Figure 15 shows the CPO evaluation module. This circuit performs the self-management functions and the first steps in the choreographed execution of tasks. As can be seen, although in
Figure 13 the proposed algorithm was showed in a sequential way, hardware technologies enable the parallel execution of the different verification phases, despite of the fact that smart nodes, usually, do not support parallel programming.
The unique important novelty in the proposed hardware implementation is the inclusion of a 256 position ROM memory. In this memory, only positions whose address corresponds with codes of CPO the node can perform have a non-empty content. The content of this memory is the amount of gas each CPO requires to be executed. In that way, doing only one query to the ROM memory two steps in the proposed algorithm are performed almost completely.
Moreover, in order to implement the entire algorithm using simple hardware technologies, Pseudorandom Number Generators (PRNG) might be constructed using XOR gates and Logical Shift Registers.

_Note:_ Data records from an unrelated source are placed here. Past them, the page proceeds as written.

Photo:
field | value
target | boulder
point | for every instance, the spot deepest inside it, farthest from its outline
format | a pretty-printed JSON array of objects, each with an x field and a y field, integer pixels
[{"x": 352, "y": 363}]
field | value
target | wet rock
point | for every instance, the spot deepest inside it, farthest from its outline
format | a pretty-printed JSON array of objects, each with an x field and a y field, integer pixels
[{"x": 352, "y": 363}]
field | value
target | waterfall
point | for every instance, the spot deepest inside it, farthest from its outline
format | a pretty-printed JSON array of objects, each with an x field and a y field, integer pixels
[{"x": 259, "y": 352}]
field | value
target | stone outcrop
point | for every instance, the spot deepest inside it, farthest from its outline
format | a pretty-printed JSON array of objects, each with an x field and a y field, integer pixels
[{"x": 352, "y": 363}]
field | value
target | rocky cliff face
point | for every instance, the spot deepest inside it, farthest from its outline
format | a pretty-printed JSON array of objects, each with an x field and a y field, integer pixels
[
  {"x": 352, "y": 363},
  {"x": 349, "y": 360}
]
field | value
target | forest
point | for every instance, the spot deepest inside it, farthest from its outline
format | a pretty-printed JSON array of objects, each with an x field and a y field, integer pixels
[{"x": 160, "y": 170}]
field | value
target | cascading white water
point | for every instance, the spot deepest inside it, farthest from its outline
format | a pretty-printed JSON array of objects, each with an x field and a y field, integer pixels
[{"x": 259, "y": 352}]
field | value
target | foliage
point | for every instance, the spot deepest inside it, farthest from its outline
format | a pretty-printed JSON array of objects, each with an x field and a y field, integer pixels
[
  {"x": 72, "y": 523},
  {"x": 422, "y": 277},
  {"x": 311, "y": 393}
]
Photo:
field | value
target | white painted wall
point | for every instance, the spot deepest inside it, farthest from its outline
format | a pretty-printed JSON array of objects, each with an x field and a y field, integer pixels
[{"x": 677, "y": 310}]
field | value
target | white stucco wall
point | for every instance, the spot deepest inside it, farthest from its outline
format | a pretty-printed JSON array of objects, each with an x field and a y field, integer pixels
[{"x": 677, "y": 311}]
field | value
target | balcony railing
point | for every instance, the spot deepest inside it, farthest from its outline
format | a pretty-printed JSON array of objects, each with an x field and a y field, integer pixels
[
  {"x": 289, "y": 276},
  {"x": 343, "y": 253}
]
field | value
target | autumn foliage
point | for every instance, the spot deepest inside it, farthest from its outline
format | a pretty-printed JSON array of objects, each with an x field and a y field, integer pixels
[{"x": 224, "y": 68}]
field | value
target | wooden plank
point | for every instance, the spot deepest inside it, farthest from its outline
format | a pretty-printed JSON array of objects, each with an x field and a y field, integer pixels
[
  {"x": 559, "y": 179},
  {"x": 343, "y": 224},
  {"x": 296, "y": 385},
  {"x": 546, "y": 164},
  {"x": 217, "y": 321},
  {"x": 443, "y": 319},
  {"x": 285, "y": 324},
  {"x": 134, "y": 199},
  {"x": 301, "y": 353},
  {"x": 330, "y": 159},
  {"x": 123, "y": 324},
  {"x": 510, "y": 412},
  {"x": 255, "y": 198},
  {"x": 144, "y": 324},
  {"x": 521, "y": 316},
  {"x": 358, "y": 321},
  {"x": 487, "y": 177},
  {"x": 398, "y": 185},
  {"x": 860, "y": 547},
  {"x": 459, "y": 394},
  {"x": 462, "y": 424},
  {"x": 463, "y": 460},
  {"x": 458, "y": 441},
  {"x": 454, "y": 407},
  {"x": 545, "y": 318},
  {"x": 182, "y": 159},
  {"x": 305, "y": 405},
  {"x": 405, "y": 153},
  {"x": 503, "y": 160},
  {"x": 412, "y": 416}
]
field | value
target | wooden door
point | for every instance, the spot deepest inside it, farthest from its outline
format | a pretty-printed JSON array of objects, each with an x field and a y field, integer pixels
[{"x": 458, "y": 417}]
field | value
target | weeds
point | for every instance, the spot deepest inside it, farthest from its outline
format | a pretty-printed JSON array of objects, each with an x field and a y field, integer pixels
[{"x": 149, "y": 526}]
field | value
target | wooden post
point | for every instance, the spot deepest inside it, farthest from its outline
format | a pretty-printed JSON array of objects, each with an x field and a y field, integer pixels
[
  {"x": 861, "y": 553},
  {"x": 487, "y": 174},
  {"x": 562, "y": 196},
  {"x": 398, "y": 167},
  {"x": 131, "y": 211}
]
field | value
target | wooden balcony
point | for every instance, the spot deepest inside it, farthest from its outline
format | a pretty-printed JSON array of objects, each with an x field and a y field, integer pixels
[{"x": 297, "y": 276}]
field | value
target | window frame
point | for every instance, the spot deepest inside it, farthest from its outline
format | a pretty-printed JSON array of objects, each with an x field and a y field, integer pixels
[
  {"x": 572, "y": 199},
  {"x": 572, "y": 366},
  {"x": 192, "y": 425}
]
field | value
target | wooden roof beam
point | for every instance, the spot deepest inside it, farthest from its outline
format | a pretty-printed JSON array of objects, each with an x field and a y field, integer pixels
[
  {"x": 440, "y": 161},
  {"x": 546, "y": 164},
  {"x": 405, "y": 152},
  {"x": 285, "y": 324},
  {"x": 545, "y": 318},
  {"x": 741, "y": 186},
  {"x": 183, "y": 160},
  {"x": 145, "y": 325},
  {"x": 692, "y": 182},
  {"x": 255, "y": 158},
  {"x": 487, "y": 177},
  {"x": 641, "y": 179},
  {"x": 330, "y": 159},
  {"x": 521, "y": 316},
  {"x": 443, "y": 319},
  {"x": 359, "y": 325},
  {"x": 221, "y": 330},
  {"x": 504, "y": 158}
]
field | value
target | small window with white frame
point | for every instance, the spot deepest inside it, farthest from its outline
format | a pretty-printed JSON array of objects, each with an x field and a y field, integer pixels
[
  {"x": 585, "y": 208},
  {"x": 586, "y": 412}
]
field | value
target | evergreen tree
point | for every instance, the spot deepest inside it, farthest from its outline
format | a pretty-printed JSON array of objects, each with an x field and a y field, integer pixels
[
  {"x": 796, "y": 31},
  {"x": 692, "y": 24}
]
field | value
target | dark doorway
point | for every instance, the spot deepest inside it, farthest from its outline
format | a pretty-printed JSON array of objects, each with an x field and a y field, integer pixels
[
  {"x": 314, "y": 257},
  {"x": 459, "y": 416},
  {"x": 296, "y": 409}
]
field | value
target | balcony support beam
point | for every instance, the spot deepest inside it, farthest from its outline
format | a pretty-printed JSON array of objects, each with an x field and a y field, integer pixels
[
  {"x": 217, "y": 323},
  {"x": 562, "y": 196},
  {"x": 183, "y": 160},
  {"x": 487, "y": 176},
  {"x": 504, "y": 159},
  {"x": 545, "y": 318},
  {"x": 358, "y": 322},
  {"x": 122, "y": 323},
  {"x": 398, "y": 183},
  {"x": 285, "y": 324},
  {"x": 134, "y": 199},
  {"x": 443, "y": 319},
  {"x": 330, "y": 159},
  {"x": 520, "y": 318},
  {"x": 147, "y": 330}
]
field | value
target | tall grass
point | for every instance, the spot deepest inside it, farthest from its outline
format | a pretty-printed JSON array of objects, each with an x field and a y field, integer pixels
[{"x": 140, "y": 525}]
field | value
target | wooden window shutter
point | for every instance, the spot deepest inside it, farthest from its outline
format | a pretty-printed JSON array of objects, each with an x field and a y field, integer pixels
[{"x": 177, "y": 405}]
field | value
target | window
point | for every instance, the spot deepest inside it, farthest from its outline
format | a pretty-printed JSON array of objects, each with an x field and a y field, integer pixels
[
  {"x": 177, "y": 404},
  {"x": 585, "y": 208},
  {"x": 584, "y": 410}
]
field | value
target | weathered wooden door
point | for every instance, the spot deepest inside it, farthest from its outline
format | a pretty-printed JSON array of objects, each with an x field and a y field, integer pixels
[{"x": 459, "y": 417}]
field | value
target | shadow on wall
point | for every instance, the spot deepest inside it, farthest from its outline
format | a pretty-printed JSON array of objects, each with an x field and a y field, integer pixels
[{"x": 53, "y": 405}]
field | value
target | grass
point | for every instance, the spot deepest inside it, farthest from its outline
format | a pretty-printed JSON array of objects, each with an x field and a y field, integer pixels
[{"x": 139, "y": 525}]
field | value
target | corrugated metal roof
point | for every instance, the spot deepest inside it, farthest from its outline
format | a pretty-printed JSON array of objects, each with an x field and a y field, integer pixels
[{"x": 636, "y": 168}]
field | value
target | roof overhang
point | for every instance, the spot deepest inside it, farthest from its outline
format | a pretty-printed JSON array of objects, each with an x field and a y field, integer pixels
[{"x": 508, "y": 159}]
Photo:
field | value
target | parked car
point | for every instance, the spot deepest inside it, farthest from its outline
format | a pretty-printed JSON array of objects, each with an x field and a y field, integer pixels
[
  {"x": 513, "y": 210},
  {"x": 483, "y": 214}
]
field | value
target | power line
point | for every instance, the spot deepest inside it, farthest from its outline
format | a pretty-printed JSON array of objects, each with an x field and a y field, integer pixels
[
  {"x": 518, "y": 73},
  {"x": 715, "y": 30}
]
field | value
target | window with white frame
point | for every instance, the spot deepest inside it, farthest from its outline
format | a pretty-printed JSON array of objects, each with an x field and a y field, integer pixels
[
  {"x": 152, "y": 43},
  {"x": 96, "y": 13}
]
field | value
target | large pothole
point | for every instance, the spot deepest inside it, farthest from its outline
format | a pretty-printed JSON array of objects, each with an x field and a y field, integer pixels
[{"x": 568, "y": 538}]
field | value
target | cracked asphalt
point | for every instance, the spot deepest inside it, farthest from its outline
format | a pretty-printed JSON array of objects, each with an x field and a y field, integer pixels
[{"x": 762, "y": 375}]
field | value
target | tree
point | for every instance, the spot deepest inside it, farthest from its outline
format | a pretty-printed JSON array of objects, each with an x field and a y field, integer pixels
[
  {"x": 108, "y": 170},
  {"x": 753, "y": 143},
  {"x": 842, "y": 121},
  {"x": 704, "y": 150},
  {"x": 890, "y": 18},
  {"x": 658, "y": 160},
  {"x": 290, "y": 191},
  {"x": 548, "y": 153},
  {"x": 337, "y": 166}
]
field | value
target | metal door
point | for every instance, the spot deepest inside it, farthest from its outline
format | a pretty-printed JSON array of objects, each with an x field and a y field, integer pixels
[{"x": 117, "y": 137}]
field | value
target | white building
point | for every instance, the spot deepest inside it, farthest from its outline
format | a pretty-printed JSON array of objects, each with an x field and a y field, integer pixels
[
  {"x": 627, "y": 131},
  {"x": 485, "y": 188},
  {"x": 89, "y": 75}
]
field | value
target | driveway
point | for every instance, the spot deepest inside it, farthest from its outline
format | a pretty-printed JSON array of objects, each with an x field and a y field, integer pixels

Once the “claim generation” signal is calculated, a second module starts its performance: the claim module (see
Figure 16). This module generates and transmits the claim operation message (if needed) and performs the steps of the choreography algorithm that ensure that only one node in the WSN is responsible for executing a CPO.
The claim module includes a RS bistable which maintains the initial “claim generation signal” in its original value for an infinite time. This new signal (the “initial claim generation” signal) activates a counter which controls the extra waiting time for simultaneous claim messages. At the same time, a tristate buffer is enabled and the corresponding claim message is broadcasted. If during the extra time a new claim message is received, a reset signal is activated, so the last step in the CPO evaluation module is executed once more (a new random waiting time is initiated to solve the collision of claim messages). The inverse of this reset signal activates the last module of the proposed self-managed and choreographed task execution algorithm.
Thus and finally, the CPO execution module maintains accepted CPO in a waiting state, until the minimum number of input data are received and then the execution is finally performed (see
Figure 17). In order to do that, a counter controls the number of constant data that have been received and compares the result with the required data specified in the execution order. Once both values are equal (the counter reaches the value zero), a tristate buffer sends the final CPO execution order to the application level.
Using also tristate buffers and the one bit flag that is included with each data in the CPO execution order, it is decided if the corresponding data is a constant value that can be included directly in the final execution order, or a cross-reference that must be replaced. Each time a result message is received, two multiplexers are employed to compare the CPO ID to the pending cross-references and, if success, replace the adequate reference with the received results.
Once the CPO is executed the result message can be generated and broadcasted using only one buffer. Besides, if the en_cancel signal gets activated at any time, all registers, counters and other digital circuits get reset using the appropriate pin of each element. In these both cases, no additional hardware implementation is required.